Environment

Hikers forced to clean up their waste as Alaskan glacier sets to dump decades of poo

Denali National Park in Alaska is home to North America’s highest peak, attracting long queues of humans who are keen to commune with nature. 

Unfortunately, nature’s call doesn’t always align with convenient amenities, and decades of toilet breaks have added up. Now hiking companies are making it their business to fix the peak’s poo problem.

According to the National Park Service (NPS), six of the seven guide companies contracted to take tourists hiking up Denali’s trails have volunteered to enforce new waste management practices.

In generations gone by, the occasional hikers daring to push their way up the icy terrain of Denali’s West Buttress climbing route each year would leave their excrement wherever they pleased.

By the late 1970s park rangers needed to accommodate increasing numbers of climbers by digging latrines into the glacial ice near crowded stopping points, covering the three to four metre (10 foot) hole with a plywood outhouse.

At the end of the climbing season, the outhouse would be taken down and the hole filled in, leaving a Morse code of poopsicles on a conveyer-belt slowly grinding its way towards the ocean.

We’re not talking a few small tubes of number two either. A whopping 66 metric tons of the stuff has accumulated in Kahiltna Glacier’s ice over the decades, and with it a trove of parasites, pathogens and two-ply paper destined for Alaska’s coast.

The first steps towards improving sanitation took place in 2001, when the NPS worked with the American Alpine Club to pilot a program featuring a personal transportable toilet called the Clean Mountain Can.

It was a success … of sorts.

More than 500 climbers used the can over the following years, reducing contamination near one of the more disgusting campsites enough to show the program’s merit.

These days, every climber is handed a can on arrival and expected to use it. The lightweight toilet is good for around 12 uses and weighs up to 7 kilograms (about 15 pounds) when full.

Since it can take a few weeks to trek up and back, park rangers admit they can’t expect walkers to carry an entire trip’s worth of waste the entire way.

So they compromised. At 4,300 metres (14,200 feet), hikers could drop their ‘excess baggage’ into a single sign-posted crevasse.

The Clean Mountain Can program has made a marked improvement cleaning up the glacier’s surface and forms a key role in the park’s waste management program.

Now all but one of the park’s contracted hiking companies are stepping up of their own accord to make their clients carry all of their waste the entire way. 

The companies cover around half of all climbers making their way up Dinali’s flanks, so it should make a significant impact on the park’s sanitation.

That’s news worth celebrating.
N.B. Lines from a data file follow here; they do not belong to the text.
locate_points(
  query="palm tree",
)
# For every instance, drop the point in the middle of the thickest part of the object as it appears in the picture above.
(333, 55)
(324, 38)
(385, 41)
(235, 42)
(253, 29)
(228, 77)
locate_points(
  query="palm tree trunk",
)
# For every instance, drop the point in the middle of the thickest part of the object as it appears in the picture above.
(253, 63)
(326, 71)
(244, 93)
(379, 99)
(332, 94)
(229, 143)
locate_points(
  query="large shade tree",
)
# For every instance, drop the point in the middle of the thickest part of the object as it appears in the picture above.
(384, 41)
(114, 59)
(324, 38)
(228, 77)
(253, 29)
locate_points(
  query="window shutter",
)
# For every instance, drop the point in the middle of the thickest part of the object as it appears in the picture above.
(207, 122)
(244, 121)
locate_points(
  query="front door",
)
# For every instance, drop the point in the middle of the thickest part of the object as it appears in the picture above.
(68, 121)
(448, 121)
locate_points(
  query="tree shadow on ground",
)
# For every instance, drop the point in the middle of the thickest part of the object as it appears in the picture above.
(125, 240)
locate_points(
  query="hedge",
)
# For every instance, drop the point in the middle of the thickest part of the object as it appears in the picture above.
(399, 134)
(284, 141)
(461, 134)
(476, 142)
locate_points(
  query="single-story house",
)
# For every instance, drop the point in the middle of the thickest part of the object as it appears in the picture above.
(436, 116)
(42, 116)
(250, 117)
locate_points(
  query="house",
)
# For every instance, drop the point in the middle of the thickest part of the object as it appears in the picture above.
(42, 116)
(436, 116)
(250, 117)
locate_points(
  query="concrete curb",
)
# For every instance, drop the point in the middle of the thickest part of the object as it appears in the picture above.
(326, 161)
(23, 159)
But Kahiltna glacier is still steaming ahead with its cargo of caca, and with global warming jamming its finger on the fast forward button, the thaw will be a relatively quick one.

“We have lost more glacier cover in the Alaskan national parks than there is area in the whole state of Rhode Island,” National Park Service glaciologist Michael Loso recently told Elizabeth Weise at USA Today.

“One of the consequences of warming temperatures is that the surface of the glacier is melting more quickly.”

Loso is something of an expert on Dinali’s faecal issue. For years he’s been studying the slow crawl of tourist waste as it makes a 28 kilometre journey from snow-capped mountain to blue sea.

Since those first toilets were dug nearly half a century ago, waste from the lowest camps could start appearing at the end of the glacier any year now. Not that anybody is looking too closely.

“We don’t choose to spend our limited funding to just hunt for it all summer long,” says Loso.

It won’t exactly be a tidal wave of excrement, but the deposits of faecal bacteria and potential communicable diseases peppering the ice will more than likely be biologically active, making for a potential hazard for the centuries it takes to clear.

Once considered remote destinations a few hardy travellers would dare tackle, frontiers like Denali are now attracting long queues of tourists desperate to test their mettle in the ice-covered wilderness.

The Alaskan national park isn’t the only one dealing with human waste. Everest is also under threat from droves of tourists leaving more than footprints behind on its slopes.

If we want future generations to share the luxury of hiking through a pristine environment, hiking companies should take note. Not to mention a bunch of Clean Mountain Cans.